La conoscenza delle caratteristiche dell’immobile storico dovrebbe essere il punto di partenza per un corretto intervento. Il comportamento energetico e ambientale dell’edificio antico, infatti,è molto diverso da quello moderno, proprio perché la progettazione era basata sull’utilizzo delle risorse disponibili. Gli edifici antichi sono sviluppati a partire da uno stretto legame con l’ambiente naturale, basato sullo studio di caratteristiche geometriche, variabili climatiche (pressione atmosferica, stato termico e umidità relativa dell’atmosfera, stato del cielo, regime dei venti, precipitazioni, radianza diretta e diffusa, …), parametri geografi ci (latitudine, rapporto tra massa di terra e superficie d’acqua, altezza sopra il livello del mare), topografi ci (altezza, orientazione e struttura del suolo del luogo, direzione dei venti prevalenti) e biologici (caratteristiche della flora e della fauna locali). 
I criteri costruttivi erano basati su elementi comuni e ripetibili per i diversi climi, quali: 
- conformazione urbana compatta,utilizzata per la difesa dal caldo e dal freddo;- posizione rispetto alla direzione prevalente del vento;
 - orientamento ottimale rispetto al sole per sfruttarne i benefici di riscaldamento passivo; 
- protezione climatica selettiva ottenuta con la vegetazione naturale, per garantire ombreggiamento solare e convogliamento dell’aria nei climi caldi, e difesa dal vento in quelli freddi; 
- colore delle finiture superficiali di edifici e pavimentazioni scelto per massimizzare i fenomeni di accumulo e di riflessione solare, rispettivamente nei climi freddi e caldi; 
- attenuazione dei picchi termici ottenuta con l’evaporazione dell’acqua.

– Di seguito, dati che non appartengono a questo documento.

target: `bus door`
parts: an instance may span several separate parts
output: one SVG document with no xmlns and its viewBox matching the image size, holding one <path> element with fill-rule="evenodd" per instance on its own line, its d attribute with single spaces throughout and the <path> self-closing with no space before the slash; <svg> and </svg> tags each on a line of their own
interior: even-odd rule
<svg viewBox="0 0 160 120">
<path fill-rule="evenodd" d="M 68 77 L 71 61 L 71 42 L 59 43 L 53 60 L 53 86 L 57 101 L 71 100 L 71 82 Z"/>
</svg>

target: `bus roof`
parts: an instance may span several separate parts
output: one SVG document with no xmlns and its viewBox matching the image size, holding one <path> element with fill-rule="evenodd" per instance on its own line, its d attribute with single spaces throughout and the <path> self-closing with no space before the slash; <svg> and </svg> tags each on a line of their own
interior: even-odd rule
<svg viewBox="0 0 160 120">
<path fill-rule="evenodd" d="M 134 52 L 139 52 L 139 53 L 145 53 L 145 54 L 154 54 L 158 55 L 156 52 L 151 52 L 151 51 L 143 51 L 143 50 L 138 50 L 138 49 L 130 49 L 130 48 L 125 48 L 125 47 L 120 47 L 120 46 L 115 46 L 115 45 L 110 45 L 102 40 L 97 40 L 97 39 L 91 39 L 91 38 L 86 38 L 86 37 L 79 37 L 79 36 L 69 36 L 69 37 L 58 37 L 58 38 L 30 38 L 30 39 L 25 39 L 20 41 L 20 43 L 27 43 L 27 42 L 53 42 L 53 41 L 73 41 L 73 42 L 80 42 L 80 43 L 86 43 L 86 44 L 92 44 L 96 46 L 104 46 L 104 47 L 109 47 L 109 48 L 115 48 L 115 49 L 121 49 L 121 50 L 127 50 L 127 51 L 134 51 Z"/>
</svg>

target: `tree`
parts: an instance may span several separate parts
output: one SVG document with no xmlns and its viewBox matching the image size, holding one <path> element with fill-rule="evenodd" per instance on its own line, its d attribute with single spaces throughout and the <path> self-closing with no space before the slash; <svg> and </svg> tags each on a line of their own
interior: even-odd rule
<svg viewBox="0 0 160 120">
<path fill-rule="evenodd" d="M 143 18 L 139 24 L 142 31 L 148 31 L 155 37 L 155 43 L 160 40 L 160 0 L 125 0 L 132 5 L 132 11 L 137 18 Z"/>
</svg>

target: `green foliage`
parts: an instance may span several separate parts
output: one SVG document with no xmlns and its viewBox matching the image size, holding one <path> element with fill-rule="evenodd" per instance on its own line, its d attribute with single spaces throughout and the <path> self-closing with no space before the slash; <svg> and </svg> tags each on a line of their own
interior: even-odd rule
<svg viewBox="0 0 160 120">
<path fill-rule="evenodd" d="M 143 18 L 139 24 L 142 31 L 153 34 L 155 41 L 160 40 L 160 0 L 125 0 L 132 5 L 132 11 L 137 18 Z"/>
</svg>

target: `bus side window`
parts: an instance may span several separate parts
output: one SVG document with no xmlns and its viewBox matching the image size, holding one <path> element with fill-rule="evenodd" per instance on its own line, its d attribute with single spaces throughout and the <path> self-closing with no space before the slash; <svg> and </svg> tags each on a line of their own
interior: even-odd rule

In linea generale, l’edificio antico sfrutta l’inerzia termica delle murature, è costruito con materiali che trattengono un’alta percentuale di umidità, è concepito per essere traspirante al vapore e si avvale della ventilazione naturale per smaltire aria viziata e per raffrescare. 
Con l’avvento dell’epoca industriale, il rendimento superiore dei combustibili fossili rispetto alle fonti fino ad allora utilizzate ha contribuito a diffondere l’idea che l’energia sarebbe stata inesauribile, a basso costo e priva di ricadute negative. Per questo, il benessere microclimatico è stato sempre maggiormente garantito dalla presenza di impianti di climatizzazione (prima di riscaldamento e più recentemente di raffrescamento), di isolamento termico e di sistemi di impermeabilizzazione (mediante barriere al vapore, guaine, membrane...). Per questo, gli interventi di efficentamento adatti per un edificio di nuova progettazione possono essere inadeguati o addirittura deleteri per uno antico.